Il faut le voir traverser le village, voûté, la démarche hésitante, arrêté par les villageois espérant que sa lettre ne les concerne pas. Cette démarche devenant de plus en plus lourde, le facteur devient alors une ombre noire qui passe dans le village, lentement, inexorablement.

On retrouvera encore un élément symbolique du basculement dans la tragédie quand le facteur – encore lui – lancera une pierre dans l’eau où se reflète l’église sonnant le glas des enfants morts. L’image se brouille, la tranquillité et la joie ne sont plus de mise.

 

On sent l’influence du cinéma allemand que Ford venait de découvrir dans cette utilisation de l’ombre tout au long du film. En effet, quand les fils de Frau Bernle partent à la guerre pour le Kaiser, elle les bénit étendant sur eux sa main vénérable, créant par là même une ombre sinistre sur leur visage : on sait alors qu’ils ne reviendront pas.
Quant au dernier, c’est dans une atmosphère de brume et d’ombre qu’il mourra, dans les bras de son frère Joseph, lui-même dans l’armée de sa nouvelle patrie.

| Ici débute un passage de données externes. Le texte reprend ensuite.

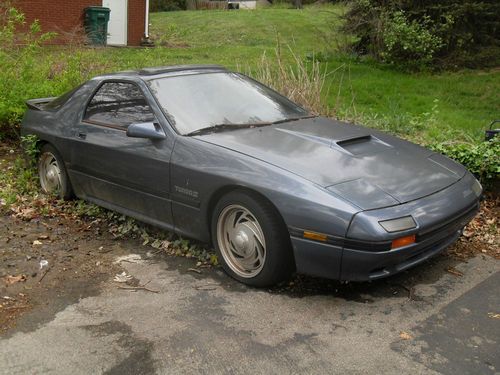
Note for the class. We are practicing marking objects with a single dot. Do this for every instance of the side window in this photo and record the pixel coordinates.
(119, 104)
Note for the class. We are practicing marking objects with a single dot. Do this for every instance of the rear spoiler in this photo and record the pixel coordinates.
(37, 104)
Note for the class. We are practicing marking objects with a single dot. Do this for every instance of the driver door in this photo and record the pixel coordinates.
(130, 175)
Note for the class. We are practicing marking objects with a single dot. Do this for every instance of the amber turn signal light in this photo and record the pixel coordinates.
(403, 241)
(315, 236)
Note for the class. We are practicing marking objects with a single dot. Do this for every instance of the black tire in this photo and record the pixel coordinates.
(52, 173)
(278, 263)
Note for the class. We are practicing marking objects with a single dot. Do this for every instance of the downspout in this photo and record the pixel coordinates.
(146, 22)
(145, 39)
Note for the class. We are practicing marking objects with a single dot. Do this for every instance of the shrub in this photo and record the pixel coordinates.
(448, 33)
(408, 43)
(19, 62)
(481, 159)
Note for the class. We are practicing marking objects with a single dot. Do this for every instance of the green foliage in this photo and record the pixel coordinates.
(30, 145)
(416, 34)
(19, 47)
(409, 43)
(167, 5)
(482, 159)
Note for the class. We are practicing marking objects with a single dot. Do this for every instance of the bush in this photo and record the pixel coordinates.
(481, 159)
(18, 59)
(416, 34)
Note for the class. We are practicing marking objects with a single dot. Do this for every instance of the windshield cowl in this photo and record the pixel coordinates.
(222, 127)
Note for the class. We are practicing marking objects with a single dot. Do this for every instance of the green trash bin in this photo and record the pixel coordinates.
(96, 25)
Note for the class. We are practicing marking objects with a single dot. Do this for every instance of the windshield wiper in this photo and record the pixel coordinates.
(215, 128)
(292, 119)
(229, 126)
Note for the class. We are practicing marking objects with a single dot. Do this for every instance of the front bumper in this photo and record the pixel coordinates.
(436, 231)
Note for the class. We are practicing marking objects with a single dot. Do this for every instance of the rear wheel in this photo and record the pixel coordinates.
(53, 177)
(251, 240)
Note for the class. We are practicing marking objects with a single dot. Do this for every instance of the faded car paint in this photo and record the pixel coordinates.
(321, 175)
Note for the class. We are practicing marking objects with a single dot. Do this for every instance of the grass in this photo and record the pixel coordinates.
(431, 106)
(462, 104)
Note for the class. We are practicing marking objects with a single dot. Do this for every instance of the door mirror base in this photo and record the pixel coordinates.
(148, 130)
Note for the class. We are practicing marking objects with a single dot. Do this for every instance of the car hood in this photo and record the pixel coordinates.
(366, 167)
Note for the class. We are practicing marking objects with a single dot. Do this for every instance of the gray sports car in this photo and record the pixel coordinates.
(214, 155)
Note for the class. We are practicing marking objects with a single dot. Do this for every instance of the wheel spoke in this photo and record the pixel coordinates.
(241, 241)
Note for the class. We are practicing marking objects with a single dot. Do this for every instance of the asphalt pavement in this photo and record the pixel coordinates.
(424, 321)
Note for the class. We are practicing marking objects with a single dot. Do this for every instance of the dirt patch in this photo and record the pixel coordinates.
(49, 258)
(482, 234)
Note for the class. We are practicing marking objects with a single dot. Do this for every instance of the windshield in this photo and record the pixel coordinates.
(199, 101)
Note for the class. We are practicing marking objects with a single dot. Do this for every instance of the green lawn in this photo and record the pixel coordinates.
(465, 101)
(433, 106)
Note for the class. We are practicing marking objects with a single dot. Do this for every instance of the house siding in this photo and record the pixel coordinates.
(66, 18)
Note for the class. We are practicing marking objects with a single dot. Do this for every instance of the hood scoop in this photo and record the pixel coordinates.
(361, 145)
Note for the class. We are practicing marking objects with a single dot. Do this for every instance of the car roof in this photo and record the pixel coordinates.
(163, 71)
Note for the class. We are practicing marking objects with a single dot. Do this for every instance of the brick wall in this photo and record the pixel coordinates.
(66, 17)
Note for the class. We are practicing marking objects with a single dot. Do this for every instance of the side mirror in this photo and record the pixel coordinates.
(148, 130)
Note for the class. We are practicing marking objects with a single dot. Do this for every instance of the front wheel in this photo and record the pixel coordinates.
(53, 177)
(251, 240)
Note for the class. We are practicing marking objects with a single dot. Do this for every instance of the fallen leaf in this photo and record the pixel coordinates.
(454, 272)
(405, 335)
(122, 277)
(9, 280)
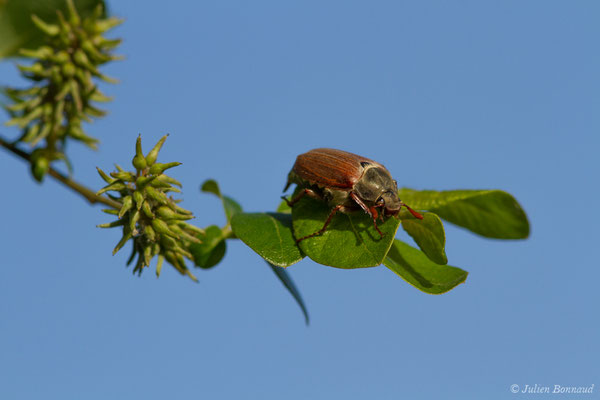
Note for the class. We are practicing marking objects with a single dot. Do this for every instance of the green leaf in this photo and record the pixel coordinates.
(230, 206)
(490, 213)
(268, 234)
(428, 233)
(284, 208)
(415, 268)
(17, 29)
(212, 249)
(350, 240)
(285, 278)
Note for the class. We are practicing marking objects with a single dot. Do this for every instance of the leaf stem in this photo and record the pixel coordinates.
(87, 193)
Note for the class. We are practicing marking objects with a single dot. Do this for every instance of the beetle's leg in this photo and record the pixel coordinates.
(320, 231)
(360, 203)
(309, 192)
(413, 212)
(373, 214)
(382, 211)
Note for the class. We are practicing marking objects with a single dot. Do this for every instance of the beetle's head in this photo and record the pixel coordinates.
(377, 187)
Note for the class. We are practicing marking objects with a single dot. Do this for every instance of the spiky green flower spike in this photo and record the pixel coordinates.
(63, 73)
(148, 217)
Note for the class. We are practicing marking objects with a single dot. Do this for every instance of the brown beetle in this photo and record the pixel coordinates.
(347, 182)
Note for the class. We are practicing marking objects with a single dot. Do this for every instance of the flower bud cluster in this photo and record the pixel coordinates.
(63, 72)
(151, 219)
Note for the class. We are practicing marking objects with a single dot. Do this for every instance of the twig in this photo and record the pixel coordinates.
(87, 193)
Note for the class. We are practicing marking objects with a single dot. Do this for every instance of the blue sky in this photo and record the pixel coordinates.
(448, 95)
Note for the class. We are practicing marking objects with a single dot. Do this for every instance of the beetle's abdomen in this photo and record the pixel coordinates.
(330, 168)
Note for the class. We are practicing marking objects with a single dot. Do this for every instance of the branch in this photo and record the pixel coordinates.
(87, 193)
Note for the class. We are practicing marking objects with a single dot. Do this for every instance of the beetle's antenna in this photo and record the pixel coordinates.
(413, 212)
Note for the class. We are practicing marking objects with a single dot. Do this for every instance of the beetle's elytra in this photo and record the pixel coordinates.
(347, 182)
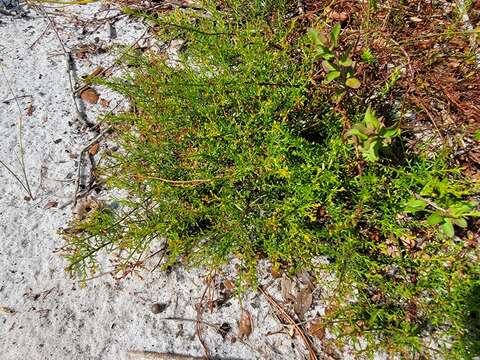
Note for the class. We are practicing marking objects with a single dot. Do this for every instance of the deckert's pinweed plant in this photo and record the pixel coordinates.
(231, 152)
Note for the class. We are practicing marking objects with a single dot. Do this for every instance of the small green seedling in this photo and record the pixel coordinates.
(447, 211)
(372, 135)
(338, 65)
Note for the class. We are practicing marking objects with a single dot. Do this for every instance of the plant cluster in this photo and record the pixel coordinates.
(236, 150)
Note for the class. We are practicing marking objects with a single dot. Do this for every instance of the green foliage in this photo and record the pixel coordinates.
(217, 164)
(447, 210)
(372, 135)
(337, 64)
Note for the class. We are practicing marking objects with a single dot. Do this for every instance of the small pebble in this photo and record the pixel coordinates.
(158, 308)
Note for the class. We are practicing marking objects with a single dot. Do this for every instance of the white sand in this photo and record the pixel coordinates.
(55, 318)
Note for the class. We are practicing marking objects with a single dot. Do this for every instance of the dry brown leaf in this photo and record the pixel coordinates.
(30, 110)
(317, 329)
(229, 284)
(51, 204)
(303, 301)
(4, 310)
(89, 95)
(342, 16)
(94, 149)
(98, 70)
(286, 286)
(245, 325)
(104, 102)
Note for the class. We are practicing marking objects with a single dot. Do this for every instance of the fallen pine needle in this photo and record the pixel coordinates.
(150, 355)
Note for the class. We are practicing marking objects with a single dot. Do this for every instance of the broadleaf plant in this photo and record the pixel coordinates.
(372, 135)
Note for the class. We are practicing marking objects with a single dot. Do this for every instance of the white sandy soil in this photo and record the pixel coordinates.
(54, 317)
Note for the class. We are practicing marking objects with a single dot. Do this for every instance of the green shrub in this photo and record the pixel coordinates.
(234, 151)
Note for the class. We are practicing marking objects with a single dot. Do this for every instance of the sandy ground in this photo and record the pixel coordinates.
(43, 313)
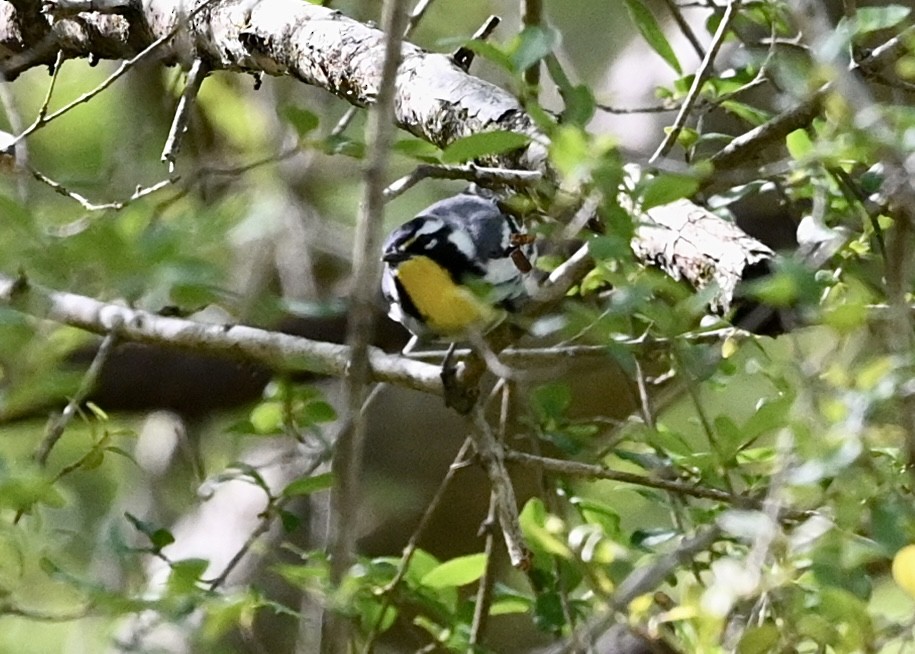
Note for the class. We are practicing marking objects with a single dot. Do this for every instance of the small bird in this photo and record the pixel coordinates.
(456, 268)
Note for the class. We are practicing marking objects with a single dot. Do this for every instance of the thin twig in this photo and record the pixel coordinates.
(484, 586)
(639, 582)
(88, 205)
(412, 545)
(195, 76)
(532, 16)
(125, 66)
(492, 457)
(86, 386)
(347, 464)
(705, 69)
(592, 471)
(684, 27)
(471, 172)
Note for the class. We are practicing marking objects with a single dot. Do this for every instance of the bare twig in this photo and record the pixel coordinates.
(125, 66)
(746, 147)
(86, 386)
(705, 69)
(684, 27)
(492, 457)
(592, 471)
(532, 16)
(195, 76)
(410, 548)
(470, 172)
(463, 57)
(484, 586)
(273, 349)
(88, 205)
(639, 582)
(347, 463)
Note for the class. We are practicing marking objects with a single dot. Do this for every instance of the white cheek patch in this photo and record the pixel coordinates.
(500, 271)
(430, 226)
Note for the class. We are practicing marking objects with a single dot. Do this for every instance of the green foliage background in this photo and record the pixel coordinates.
(806, 432)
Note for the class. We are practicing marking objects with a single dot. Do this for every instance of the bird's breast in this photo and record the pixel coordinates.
(446, 308)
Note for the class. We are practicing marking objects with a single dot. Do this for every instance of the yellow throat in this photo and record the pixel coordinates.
(448, 309)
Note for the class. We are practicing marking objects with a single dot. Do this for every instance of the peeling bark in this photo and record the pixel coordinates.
(435, 100)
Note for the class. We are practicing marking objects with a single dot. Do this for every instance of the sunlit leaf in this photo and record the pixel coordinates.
(651, 31)
(308, 485)
(483, 144)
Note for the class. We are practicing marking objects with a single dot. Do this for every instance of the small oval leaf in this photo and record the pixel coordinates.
(479, 145)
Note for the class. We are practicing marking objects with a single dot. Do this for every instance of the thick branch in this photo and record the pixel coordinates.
(434, 98)
(278, 351)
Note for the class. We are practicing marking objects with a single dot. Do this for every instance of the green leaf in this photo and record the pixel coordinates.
(308, 485)
(509, 605)
(533, 44)
(267, 418)
(666, 188)
(753, 115)
(486, 143)
(158, 537)
(418, 149)
(548, 613)
(551, 401)
(318, 411)
(759, 640)
(651, 31)
(185, 575)
(302, 120)
(799, 144)
(456, 572)
(491, 53)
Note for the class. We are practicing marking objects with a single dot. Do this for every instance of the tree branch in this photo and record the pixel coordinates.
(273, 349)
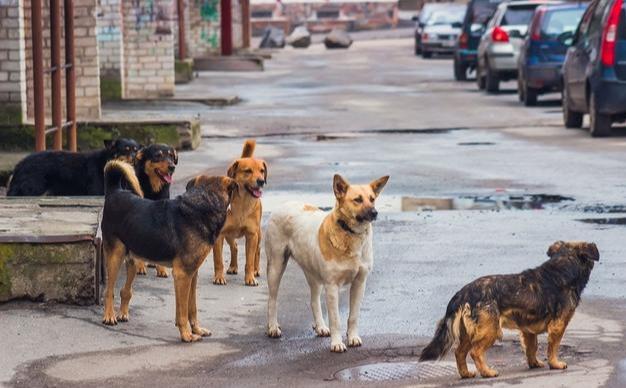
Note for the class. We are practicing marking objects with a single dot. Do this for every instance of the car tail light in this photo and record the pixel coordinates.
(463, 40)
(535, 28)
(609, 35)
(500, 35)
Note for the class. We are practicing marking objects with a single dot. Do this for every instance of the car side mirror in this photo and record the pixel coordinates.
(566, 38)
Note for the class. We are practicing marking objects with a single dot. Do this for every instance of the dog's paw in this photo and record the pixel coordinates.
(109, 319)
(558, 365)
(322, 331)
(355, 341)
(274, 331)
(201, 331)
(338, 347)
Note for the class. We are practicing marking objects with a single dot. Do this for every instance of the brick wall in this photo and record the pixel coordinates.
(86, 58)
(148, 48)
(12, 68)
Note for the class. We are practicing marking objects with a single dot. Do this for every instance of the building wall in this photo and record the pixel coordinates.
(12, 66)
(148, 48)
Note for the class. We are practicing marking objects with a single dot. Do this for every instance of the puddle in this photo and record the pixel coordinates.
(393, 371)
(400, 203)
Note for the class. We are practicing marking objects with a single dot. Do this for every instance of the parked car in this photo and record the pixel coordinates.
(441, 30)
(542, 55)
(420, 22)
(501, 42)
(594, 72)
(477, 15)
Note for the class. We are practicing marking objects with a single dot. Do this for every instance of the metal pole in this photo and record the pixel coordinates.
(226, 27)
(38, 96)
(55, 59)
(70, 74)
(182, 49)
(245, 22)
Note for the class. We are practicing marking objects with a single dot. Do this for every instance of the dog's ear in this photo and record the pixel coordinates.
(232, 170)
(555, 247)
(589, 251)
(378, 185)
(340, 186)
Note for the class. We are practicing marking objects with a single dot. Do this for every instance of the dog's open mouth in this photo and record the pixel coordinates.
(165, 177)
(256, 192)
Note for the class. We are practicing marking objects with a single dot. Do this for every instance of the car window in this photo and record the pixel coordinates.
(559, 21)
(518, 16)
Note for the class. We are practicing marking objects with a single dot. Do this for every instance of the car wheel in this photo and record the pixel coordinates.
(599, 124)
(492, 83)
(460, 70)
(571, 119)
(530, 95)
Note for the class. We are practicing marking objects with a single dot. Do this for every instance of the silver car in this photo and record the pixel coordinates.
(442, 29)
(501, 42)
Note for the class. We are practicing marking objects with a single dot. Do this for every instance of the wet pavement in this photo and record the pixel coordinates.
(479, 185)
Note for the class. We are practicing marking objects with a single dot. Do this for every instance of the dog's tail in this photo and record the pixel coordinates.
(248, 148)
(447, 332)
(116, 173)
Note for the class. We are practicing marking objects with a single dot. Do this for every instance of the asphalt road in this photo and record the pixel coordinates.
(369, 111)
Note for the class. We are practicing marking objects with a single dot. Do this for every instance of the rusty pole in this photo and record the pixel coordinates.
(70, 75)
(38, 96)
(226, 27)
(182, 49)
(245, 22)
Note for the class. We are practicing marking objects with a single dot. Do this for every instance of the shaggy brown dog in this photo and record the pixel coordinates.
(244, 217)
(536, 301)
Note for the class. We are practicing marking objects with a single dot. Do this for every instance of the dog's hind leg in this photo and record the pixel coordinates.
(316, 307)
(114, 252)
(233, 268)
(193, 310)
(182, 287)
(127, 291)
(276, 264)
(218, 262)
(529, 344)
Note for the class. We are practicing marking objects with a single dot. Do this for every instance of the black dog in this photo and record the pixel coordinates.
(178, 233)
(68, 173)
(536, 301)
(154, 166)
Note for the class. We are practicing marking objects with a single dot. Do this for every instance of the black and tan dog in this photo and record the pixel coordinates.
(68, 173)
(244, 217)
(536, 301)
(177, 233)
(154, 166)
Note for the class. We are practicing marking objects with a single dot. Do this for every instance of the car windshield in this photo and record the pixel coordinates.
(558, 22)
(518, 16)
(448, 17)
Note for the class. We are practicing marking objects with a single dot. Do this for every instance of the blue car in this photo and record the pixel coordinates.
(542, 54)
(594, 72)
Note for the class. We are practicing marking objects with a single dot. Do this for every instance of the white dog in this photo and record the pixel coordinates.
(333, 249)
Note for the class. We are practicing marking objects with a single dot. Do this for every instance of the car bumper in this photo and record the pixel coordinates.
(546, 76)
(611, 97)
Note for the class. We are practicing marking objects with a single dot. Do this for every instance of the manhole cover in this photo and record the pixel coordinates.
(387, 371)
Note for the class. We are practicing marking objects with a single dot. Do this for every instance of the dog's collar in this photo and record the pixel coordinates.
(344, 225)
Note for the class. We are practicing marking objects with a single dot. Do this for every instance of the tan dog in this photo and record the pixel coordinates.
(244, 217)
(333, 249)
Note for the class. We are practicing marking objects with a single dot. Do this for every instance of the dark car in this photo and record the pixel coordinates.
(476, 17)
(542, 55)
(594, 72)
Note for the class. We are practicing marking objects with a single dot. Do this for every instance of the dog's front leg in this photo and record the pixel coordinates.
(357, 289)
(332, 305)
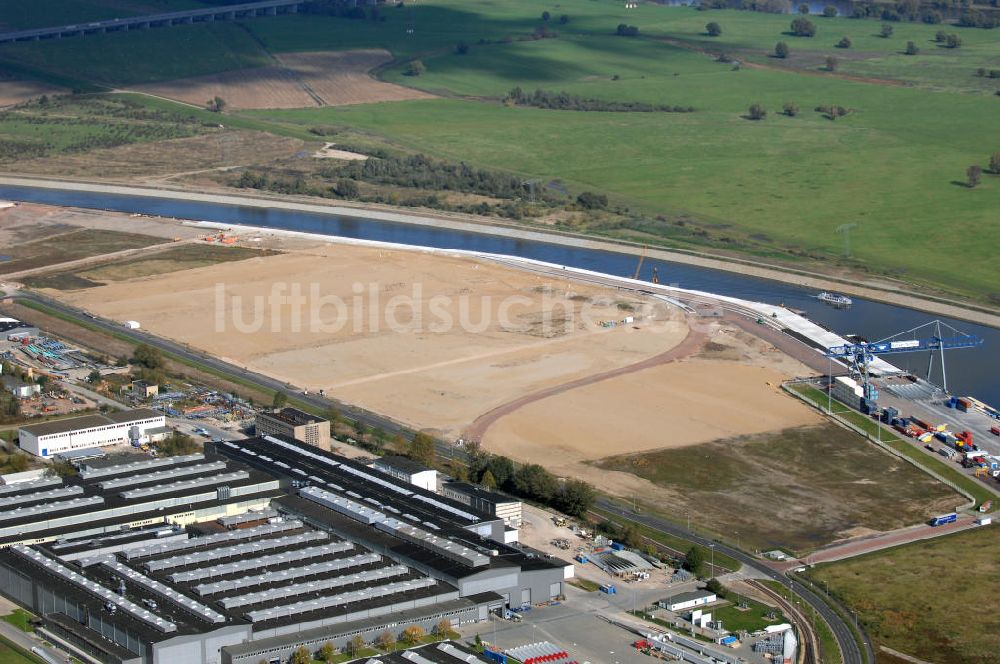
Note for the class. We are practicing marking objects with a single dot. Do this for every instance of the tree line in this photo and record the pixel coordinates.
(563, 101)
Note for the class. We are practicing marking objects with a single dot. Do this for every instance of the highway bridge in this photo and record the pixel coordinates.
(221, 13)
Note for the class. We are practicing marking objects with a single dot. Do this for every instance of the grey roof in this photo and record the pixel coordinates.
(402, 463)
(688, 596)
(292, 416)
(88, 421)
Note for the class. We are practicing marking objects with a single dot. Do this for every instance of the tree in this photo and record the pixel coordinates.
(973, 174)
(576, 498)
(694, 561)
(386, 640)
(591, 201)
(443, 628)
(715, 586)
(422, 449)
(148, 357)
(412, 635)
(803, 27)
(347, 188)
(995, 163)
(533, 481)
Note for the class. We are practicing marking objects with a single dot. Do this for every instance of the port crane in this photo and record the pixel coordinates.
(859, 356)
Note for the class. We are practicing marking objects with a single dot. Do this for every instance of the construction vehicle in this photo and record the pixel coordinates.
(860, 356)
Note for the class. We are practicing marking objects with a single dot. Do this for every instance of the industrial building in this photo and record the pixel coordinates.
(408, 470)
(19, 388)
(248, 552)
(689, 600)
(495, 503)
(295, 423)
(49, 438)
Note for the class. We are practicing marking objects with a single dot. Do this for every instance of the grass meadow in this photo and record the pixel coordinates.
(895, 164)
(929, 599)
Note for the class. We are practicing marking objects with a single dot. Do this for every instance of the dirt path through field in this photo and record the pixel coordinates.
(691, 343)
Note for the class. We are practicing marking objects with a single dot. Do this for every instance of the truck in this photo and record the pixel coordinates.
(951, 517)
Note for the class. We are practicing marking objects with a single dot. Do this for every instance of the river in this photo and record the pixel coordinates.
(973, 372)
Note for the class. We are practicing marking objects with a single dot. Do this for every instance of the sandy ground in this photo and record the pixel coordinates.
(301, 80)
(161, 160)
(342, 77)
(672, 405)
(16, 91)
(390, 347)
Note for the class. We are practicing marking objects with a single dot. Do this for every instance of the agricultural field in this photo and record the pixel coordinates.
(72, 245)
(923, 599)
(170, 260)
(798, 489)
(899, 174)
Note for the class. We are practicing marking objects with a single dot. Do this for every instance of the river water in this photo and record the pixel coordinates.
(973, 372)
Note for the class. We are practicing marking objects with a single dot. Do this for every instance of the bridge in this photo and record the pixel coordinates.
(221, 13)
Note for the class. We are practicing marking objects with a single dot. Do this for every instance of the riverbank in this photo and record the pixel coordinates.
(466, 223)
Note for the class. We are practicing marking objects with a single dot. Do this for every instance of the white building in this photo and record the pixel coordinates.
(75, 433)
(684, 601)
(407, 470)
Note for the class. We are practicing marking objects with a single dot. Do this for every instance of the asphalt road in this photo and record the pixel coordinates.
(845, 638)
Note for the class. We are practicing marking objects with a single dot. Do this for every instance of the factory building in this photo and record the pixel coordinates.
(495, 503)
(408, 470)
(689, 600)
(49, 438)
(247, 552)
(297, 424)
(103, 500)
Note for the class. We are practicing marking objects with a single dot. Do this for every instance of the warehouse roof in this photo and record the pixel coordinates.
(294, 416)
(402, 463)
(88, 421)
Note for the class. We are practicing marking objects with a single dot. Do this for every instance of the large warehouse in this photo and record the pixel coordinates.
(74, 433)
(339, 550)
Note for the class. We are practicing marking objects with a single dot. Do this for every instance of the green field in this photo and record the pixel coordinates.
(778, 188)
(930, 599)
(798, 490)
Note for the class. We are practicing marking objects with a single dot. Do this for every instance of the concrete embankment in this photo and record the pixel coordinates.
(466, 223)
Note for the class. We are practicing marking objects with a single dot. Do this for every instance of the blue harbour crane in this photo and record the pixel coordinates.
(858, 356)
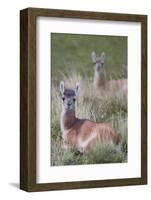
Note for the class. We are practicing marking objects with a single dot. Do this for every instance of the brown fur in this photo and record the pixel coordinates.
(82, 129)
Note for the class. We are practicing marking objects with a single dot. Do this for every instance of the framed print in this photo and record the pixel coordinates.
(83, 99)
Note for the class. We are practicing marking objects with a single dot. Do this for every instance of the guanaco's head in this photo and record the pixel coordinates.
(98, 61)
(68, 96)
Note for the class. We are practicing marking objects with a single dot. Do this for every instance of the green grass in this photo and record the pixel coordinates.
(71, 62)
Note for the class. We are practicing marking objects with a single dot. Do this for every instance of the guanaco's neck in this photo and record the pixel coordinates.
(68, 119)
(99, 80)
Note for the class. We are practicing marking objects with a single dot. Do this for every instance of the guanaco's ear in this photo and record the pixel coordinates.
(62, 87)
(103, 57)
(77, 89)
(93, 57)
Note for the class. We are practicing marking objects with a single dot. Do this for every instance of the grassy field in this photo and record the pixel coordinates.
(71, 62)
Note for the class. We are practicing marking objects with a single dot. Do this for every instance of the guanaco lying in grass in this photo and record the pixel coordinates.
(84, 134)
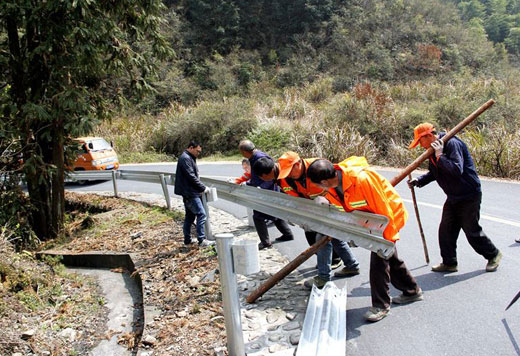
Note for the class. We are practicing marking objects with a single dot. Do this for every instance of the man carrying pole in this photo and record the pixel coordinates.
(452, 167)
(353, 185)
(290, 174)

L’annonce de sa mort amènera une autre grande scène d’émotion, encore une fois amenée par le facteur, et amènera la mère au bord de la folie.

 

Mais malgré cette infinie tristesse qui ressort du film, on est tout de même chez Ford, alors on retrouve le microcosme qui le caractérise et chaque scène émouvante trouve un soupçon d’humour, même dans les moments les plus noirs.

La présentation, rappelant les opérettes de Franz Lehár, nous expose un petit village heureux où tout le monde se connaît, se respecte et où chaque année on fête cette brave Frau Bernle.

Mais si le fils aîné est militaire, c’est l’arrivée d’un nouveau commandant, le major von Stomm (Earle Foxe) qui va amener le changement, car avec lui arrive la guerre dans une séquence d’allégresse qui a pour intertitre : DER TAG* (le jour). Ce jour nous amène une première scène d’adieux : la fleur aux fusils et aux balcons, c’est la joie et l’optimisme. Mais quand ce sera le dernier fils qui partira, les wagons luxueux auront été remplacés par des fourgons à bestiaux où les soldats s’entasseront. Seule la mère sera là et Andreas ne pourra que tendre sa main à travers la lucarne, main qu’elle baisera et que lui-même baisera à son tour au même endroit. Déchirant.


Mais la vie reprend ses droits et on assiste à une dernière séance d’adieux, plus heureuse puisque la mère s’en va en Amérique rejoindre son dernier fils et son petit-fils qui la réclame.

On retrouve alors le microcosme du début qui s’agite pour saluer une dernière fois cette femme admirable : le maire (August Tollaire) qui a préparé un autre long discours que personne n’écoute jamais ; le facteur aux moustaches à nouveau fières ; l’instituteur manchot (Frank Reicher) ; extrêmement fier de son élève et amie ; l’aubergiste truculent (Hughie Mack, qui mourut quelques mois avant la sortie du film) ; et les enfants, indissociables de Frau Bernle, à qui elle offrait du gâteau au miel à son anniversaire…

 

Un grand Ford (encore un !).

 

 

* Cet officier est l’archétype du sale boche. C’est un être violent, irascible et froid. Son attitude abjecte envers Frau Bernle qui a déjà perdu deux fils à la guerre le fait basculer dans le camp des grands méchants militaires et rappelle le grand Erich von Stroheim, dans des rôles similaires, mais le panache en moins, von Stomm est une véritable ordure. Sa fin fait aussi l’objet d’un traitement humoristique (noir) assez réjouissant.

 

PS : comme c’est John Ford, on retrouve Jack Pennick et ses yeux bleu clair, dans un rôle un peu plus important qu’habituellement puisqu’il est même cité au générique.

 

PPS : on retrouvera une même désolation sur Ellis Island – quand Frau Bernle doit y séjourner – dans Le Parrain 2, quand le petit Vito y est retenu.